BAND OF HORSES | 05.22 | LONDON

By Team JamBase Jun 19, 2007 12:00 am PDT

Words by: Sarah Hagerman

Band of Horses :: 05.22.07 :: The Scala :: London, UK

There was country music playing, but he didn’t like it at all.


Ben Bridwell – Band of Horses
Everyone has their eye on Band of Horses at the moment. As the summer progresses, Ben Bridwell and company will retreat to the studio in North Carolina to record the follow-up to Everything All the Time. The buzz around them is so thick you can’t swat it away with a frying pan. So, I was excited that my first chance to see them live would be at The Scala, a 600-ish capacity former grindhouse cinema situated a couple blocks from King’s Cross station heading towards fashionable East London. Unfortunately, not many others in attendance felt the same excitement.

I will never understand why you would bother showing up at a gig to blather away with your friends. Larger venues can usually suck up crowd noise to a certain extent, but with the so-so acoustics and small size of The Scala, the constant chatter was amplified. And it definitely seemed to affect the band. Besides being unbelievably disrespectful, it belies what the experience of going to a gig should be about. Live music isn’t merely performance – it’s an exchange of energy between the fans on the floor and the band on the stage. It shouldn’t be simply passive observation.


Ben Bridwell – Band of Horses
Despite the crowd, the set started out promising. There was a real sense of aggression and a distinct Southern rock passion layered beneath the melodic distortion and the high trill of Bridwell’s haunting voice. “Great Salt Lake” was powerful, like a swift uppercut. “Funeral,” predictably, got a decent response, as if to say, “Oh my god, we know this song!” The band played the hell out of it despite the audience belting out the words, often incorrectly. The song’s tension was brought to a breaking point before the lovely final crash.

Sadly, a few songs in, Band of Horses lost the fire. To the eye, they were quite stoic and static, though Bridwell’s vocals kept some of the emotional charge. But, unfortunately it wasn’t enough. They played most of Everything All the Time, along with new material and a Ron Wood cover (“Act Together”), but many of the songs were cut short. For example, “Wicked Gil” seemed sawed in half. The set was rushed, barely clocking in at an hour including the encore. Which is a shame because what I love about Everything All the Time is its warm sense of expanse. Their music needs time to breathe so its subtle changes and building rifts can truly be appreciated.

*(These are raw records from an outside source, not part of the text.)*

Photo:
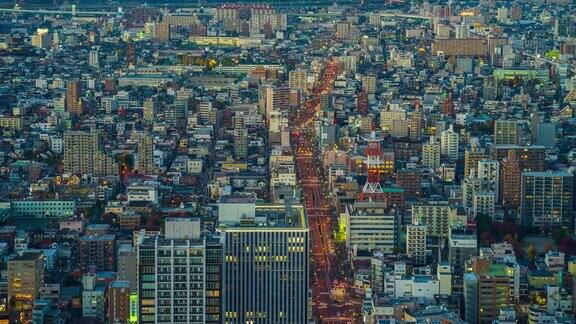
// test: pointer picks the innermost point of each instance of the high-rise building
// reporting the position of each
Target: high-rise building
(510, 181)
(437, 216)
(416, 121)
(119, 302)
(297, 79)
(97, 251)
(266, 251)
(506, 132)
(370, 226)
(449, 144)
(25, 277)
(431, 152)
(74, 102)
(369, 84)
(172, 274)
(82, 154)
(93, 58)
(487, 289)
(472, 156)
(150, 110)
(547, 199)
(240, 137)
(146, 163)
(416, 243)
(489, 171)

Ben Bridwell – Band of Horses
Perhaps they were just trying to cram as many songs in as possible. Unavoidable London curfews create an environment where promoters and venues often are forced to confine live music between happy hour and last orders at the pub. Yet Band of Horses left the stage a good half an hour before curfew, and most venues will let you sneak in an extra fifteen minutes beyond that.

This gig seemed to be over before it really began. That being said, I am not deterred from seeing Band of Horses again. I remain a fan of their music. Hell, we all have our off nights. There were clearly other factors at play. Much of the crowd was obviously there because they read somewhere that Band of Horses is going to be BIG BIG BIG. They went to be seen and to say they went not because they had any genuine interest in the music. It’s unfortunately not an uncommon experience in the Big Smoke. A fair number of the gigs in this town are filled with the beer swilling, the talkative and the tragically fashionable. And they don’t take kindly to being told to shut up. Oh, to be young and jaded. Perhaps the gentlemen standing around me grumbling about football or the teenagers giggling and texting their friends would have had some interesting opinions about that. I would have asked them except, oh yeah, I was at a gig.